TL;DR: Jede Runde durchläuft 6 Phasen — Ingest, Kontext auflösen, Skills auswählen, nächste Aktion entscheiden, mit Guard-Rails ausführen, Speicher persistieren. Der gesamte Zyklus läuft in <2 Sekunden am Edge von Cloudflare, ohne festen Server.
Warum die Architektur wichtig ist
Konversationelle Agenten, die in einer Demo zu funktionieren scheinen, aber in der Produktion zusammenbrechen, haben in der Regel eines dieser 4 Probleme:
- Hohe Latenz — Kunde wartet 8 Sekunden auf Antwort, Konversation stirbt.
- Unkontrollierte Halluzination — Agent erfindet Preis, Öffnungszeiten, Richtlinien.
- Verlorener Kontext — Kunde kehrt nach 2 Tagen zurück und Agent "vergisst" alles.
- Unkontrollierte Kosten — Jede lange Konversation füllt den Prompt und Sie zahlen ein Vermögen für Token.
Alle 4 sind Architekturentscheidungen, keine Modellbeschränkungen. OpenClaw wurde gebaut, um alle 4 zu vermeiden — und der Weg zum Verständnis ist, den Zyklus einer Runde zu betrachten.
Der Zyklus einer Runde (6 Phasen)
Stellen Sie sich vor, der Kunde hat gerade die Nachricht "ich möchte für Samstagmorgen buchen" gesendet. Was passiert zwischen "received" und der Antwort des Agenten?
Phase 1 — Ingest (Edge Worker, <50ms)
Die WhatsApp-Nachricht trifft per Webhook von Meta direkt bei einem Cloudflare Worker am geografisch nächstgelegenen Point of Presence (PoP) ein.

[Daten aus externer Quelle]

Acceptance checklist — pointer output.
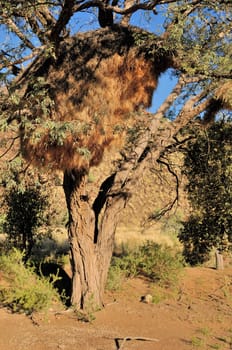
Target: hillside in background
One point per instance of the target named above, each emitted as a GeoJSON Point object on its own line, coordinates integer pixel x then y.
{"type": "Point", "coordinates": [154, 191]}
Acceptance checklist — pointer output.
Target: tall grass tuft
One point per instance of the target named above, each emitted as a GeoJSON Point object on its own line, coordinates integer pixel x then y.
{"type": "Point", "coordinates": [21, 289]}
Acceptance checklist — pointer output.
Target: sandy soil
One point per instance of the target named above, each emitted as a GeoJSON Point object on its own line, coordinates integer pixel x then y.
{"type": "Point", "coordinates": [198, 317]}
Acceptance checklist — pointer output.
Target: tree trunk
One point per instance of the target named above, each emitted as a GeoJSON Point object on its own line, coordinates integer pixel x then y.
{"type": "Point", "coordinates": [91, 243]}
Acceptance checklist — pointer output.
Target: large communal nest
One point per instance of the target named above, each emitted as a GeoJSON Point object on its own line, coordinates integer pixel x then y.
{"type": "Point", "coordinates": [95, 84]}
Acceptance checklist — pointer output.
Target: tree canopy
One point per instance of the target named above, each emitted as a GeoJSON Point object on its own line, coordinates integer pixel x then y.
{"type": "Point", "coordinates": [69, 94]}
{"type": "Point", "coordinates": [208, 170]}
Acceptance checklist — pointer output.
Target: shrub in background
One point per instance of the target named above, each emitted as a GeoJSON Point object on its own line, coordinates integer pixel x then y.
{"type": "Point", "coordinates": [25, 212]}
{"type": "Point", "coordinates": [23, 290]}
{"type": "Point", "coordinates": [158, 263]}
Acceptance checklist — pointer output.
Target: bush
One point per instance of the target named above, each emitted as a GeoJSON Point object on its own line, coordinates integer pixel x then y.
{"type": "Point", "coordinates": [153, 261]}
{"type": "Point", "coordinates": [25, 213]}
{"type": "Point", "coordinates": [23, 290]}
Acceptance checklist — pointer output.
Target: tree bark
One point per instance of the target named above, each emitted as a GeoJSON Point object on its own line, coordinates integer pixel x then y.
{"type": "Point", "coordinates": [91, 242]}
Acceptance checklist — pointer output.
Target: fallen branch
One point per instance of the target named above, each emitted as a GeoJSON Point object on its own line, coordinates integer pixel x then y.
{"type": "Point", "coordinates": [124, 340]}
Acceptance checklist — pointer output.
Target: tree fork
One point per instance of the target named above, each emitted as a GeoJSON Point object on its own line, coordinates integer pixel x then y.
{"type": "Point", "coordinates": [91, 242]}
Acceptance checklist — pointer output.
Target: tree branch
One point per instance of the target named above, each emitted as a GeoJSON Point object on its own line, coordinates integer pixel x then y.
{"type": "Point", "coordinates": [8, 21]}
{"type": "Point", "coordinates": [66, 13]}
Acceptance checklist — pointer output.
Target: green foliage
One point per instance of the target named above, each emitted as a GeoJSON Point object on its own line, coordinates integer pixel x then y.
{"type": "Point", "coordinates": [115, 277]}
{"type": "Point", "coordinates": [24, 214]}
{"type": "Point", "coordinates": [23, 290]}
{"type": "Point", "coordinates": [158, 263]}
{"type": "Point", "coordinates": [209, 172]}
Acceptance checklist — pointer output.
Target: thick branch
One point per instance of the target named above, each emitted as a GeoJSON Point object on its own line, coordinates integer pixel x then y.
{"type": "Point", "coordinates": [8, 21]}
{"type": "Point", "coordinates": [64, 17]}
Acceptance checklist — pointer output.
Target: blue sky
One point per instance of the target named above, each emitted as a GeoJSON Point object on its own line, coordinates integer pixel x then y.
{"type": "Point", "coordinates": [149, 21]}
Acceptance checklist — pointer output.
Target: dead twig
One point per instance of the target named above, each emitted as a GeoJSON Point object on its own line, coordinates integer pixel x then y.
{"type": "Point", "coordinates": [124, 340]}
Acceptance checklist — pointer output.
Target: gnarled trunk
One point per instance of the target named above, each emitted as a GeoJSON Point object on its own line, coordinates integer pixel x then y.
{"type": "Point", "coordinates": [91, 242]}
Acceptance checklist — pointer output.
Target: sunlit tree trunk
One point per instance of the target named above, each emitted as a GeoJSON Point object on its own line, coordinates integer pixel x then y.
{"type": "Point", "coordinates": [91, 242]}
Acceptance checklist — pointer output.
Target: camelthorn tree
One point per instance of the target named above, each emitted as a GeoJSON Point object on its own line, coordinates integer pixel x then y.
{"type": "Point", "coordinates": [70, 94]}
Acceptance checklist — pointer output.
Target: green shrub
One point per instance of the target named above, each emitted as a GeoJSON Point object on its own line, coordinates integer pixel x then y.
{"type": "Point", "coordinates": [158, 263]}
{"type": "Point", "coordinates": [24, 215]}
{"type": "Point", "coordinates": [23, 290]}
{"type": "Point", "coordinates": [115, 278]}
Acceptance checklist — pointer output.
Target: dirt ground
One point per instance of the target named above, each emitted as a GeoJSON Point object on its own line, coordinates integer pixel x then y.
{"type": "Point", "coordinates": [199, 316]}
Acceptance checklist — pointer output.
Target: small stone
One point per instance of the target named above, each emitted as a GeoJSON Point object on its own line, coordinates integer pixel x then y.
{"type": "Point", "coordinates": [147, 298]}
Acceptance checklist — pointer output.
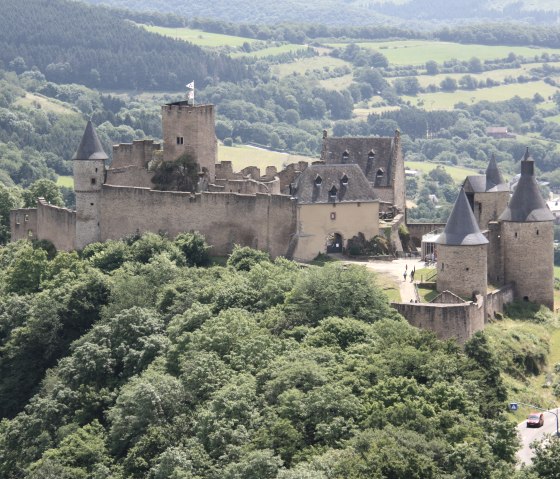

In Brasilien bedeutet dies São Paulo oder Rio, Netzwerklatenz < 20ms.
Der Worker macht drei Dinge:
- Validiert die Signatur des Webhooks (HMAC gegen WABA-Geheimnis).
- Identifiziert den Tenant anhand der Telefonnummer des Empfängers (Multi-Tenant nach
to_number). - Normalisiert die Payload — Audio wird zu Transkription, Bild wird zu Beschreibung, Standort wird zu
{lat,lng}, Text bleibt wie er ist.
Am Ende von Phase 1 haben Sie ein Objekt {tenant_id, conversation_id, user_message} bereit für den nächsten Schritt.
Phase 2 — Kontext auflösen (D1 + KV, ~80ms)
Der Agent benötigt 3 Kontextteile, bevor er entscheidet:
- Kürzlicher Verlauf des Gesprächs (letzte N relevante Durchgänge).
- Langzeitgedächtnis des Kunden (Präferenzen, Kaufhistorie, Notizen).
- Agentenstatus (Persona, aktivierte Skills, Regeln).
Alle kommen aus D1 (Cloudflares verteiltes SQLite). D1 ersetzt traditionelles Postgres/Mongo — kein Datenbankserver zu warten, Zugriff in wenigen ms vom Worker aus, Multi-Tenant über tenant_id.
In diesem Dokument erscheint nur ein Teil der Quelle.